To find the result of this limit without redundancy or use other results you need start directly from the definition of $e^x$. There are several definitions. All of these equivalents. It remains to clarify which definition of $e^x$ you want to start calculating the limit in question. What definition of $e^x$ is acceptable to you?
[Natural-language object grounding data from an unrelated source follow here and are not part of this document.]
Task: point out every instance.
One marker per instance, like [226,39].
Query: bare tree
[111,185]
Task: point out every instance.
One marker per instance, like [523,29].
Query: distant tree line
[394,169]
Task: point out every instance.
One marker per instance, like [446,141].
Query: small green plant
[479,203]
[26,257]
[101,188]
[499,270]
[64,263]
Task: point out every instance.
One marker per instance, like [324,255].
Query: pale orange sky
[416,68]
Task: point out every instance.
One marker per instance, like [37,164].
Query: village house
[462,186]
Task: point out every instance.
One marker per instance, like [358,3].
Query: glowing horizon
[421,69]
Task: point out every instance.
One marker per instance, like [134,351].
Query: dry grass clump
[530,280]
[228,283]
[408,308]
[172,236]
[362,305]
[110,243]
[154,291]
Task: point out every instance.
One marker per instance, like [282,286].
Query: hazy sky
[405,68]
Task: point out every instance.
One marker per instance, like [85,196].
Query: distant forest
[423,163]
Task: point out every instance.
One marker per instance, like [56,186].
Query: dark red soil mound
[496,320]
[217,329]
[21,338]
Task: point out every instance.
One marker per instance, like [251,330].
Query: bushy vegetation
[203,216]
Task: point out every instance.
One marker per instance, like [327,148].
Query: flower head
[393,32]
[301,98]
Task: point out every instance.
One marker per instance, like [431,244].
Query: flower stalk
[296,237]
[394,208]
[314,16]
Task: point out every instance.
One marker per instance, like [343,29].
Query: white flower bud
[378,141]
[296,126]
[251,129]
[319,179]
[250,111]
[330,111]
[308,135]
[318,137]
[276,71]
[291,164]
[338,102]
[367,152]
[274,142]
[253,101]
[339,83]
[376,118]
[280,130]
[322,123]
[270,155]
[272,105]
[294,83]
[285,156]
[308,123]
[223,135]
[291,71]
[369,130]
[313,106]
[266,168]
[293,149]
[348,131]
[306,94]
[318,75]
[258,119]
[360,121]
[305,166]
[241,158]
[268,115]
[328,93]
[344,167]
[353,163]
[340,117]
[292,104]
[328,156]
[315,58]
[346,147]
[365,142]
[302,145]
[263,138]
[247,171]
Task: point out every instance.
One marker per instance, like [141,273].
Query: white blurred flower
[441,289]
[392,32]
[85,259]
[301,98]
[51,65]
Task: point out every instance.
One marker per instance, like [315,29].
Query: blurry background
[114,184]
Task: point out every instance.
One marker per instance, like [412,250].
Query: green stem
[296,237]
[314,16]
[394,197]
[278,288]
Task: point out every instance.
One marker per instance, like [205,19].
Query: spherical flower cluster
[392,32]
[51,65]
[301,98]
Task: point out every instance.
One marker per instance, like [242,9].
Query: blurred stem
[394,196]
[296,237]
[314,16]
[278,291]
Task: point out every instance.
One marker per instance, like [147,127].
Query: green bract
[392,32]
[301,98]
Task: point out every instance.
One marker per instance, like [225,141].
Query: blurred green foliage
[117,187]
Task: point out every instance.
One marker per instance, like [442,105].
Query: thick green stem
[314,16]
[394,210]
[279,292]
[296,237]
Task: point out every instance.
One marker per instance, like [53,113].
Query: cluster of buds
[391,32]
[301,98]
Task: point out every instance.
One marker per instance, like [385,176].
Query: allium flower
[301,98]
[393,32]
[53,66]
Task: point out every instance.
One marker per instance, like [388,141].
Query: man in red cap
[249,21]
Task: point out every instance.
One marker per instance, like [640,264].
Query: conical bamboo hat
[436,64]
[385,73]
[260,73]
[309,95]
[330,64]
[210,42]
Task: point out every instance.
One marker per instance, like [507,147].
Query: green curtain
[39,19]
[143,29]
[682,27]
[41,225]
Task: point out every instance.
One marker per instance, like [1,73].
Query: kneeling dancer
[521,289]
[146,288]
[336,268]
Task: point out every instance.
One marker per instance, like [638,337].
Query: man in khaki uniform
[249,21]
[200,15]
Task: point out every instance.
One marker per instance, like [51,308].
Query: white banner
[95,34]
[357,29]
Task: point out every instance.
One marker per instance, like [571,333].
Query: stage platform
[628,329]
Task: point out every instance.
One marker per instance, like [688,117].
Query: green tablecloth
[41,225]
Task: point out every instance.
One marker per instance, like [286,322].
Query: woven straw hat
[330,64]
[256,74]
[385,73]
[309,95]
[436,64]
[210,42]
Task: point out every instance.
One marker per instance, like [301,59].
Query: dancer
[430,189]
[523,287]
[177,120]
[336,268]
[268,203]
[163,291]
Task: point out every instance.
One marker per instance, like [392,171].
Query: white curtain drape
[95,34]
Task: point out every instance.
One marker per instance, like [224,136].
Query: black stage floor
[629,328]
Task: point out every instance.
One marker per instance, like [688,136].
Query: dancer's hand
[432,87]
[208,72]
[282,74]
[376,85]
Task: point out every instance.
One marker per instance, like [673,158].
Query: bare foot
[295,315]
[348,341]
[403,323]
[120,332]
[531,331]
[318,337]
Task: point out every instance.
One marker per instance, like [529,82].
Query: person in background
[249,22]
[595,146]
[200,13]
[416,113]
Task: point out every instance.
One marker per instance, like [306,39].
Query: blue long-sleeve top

See the most common definitions here.

The most common definitions of $e^x$:

• $e^x=\left[\lim_{n\to \infty}\left(1+\frac{1}{n} \right)^{n}\right]^x, \quad n\in\mathbb{N}-\{0\}$ or $e^x=\left[\lim_{t\to \infty}\left(1+\frac{1}{t} \right)^{t}\right]^x, \quad t>0$,

• $e^x=\frac{x^0}{0!}+\frac{x^1}{1!}+\frac{x^2}{2!}+\ldots \frac{x^k}{k!}+\ldots =\lim_{n\to \infty}\sum_{k=0}^n\frac{x^k}{k!}$

• inverse function of $\log (x)=\int_{0}^{x} \frac{1}{x}\mathrm{d}x$,

• unique function $y(x)$ such that $\frac{\mathrm{d} }{\mathrm{d}x}y(x)=y(x)$ and $y(0)=1$.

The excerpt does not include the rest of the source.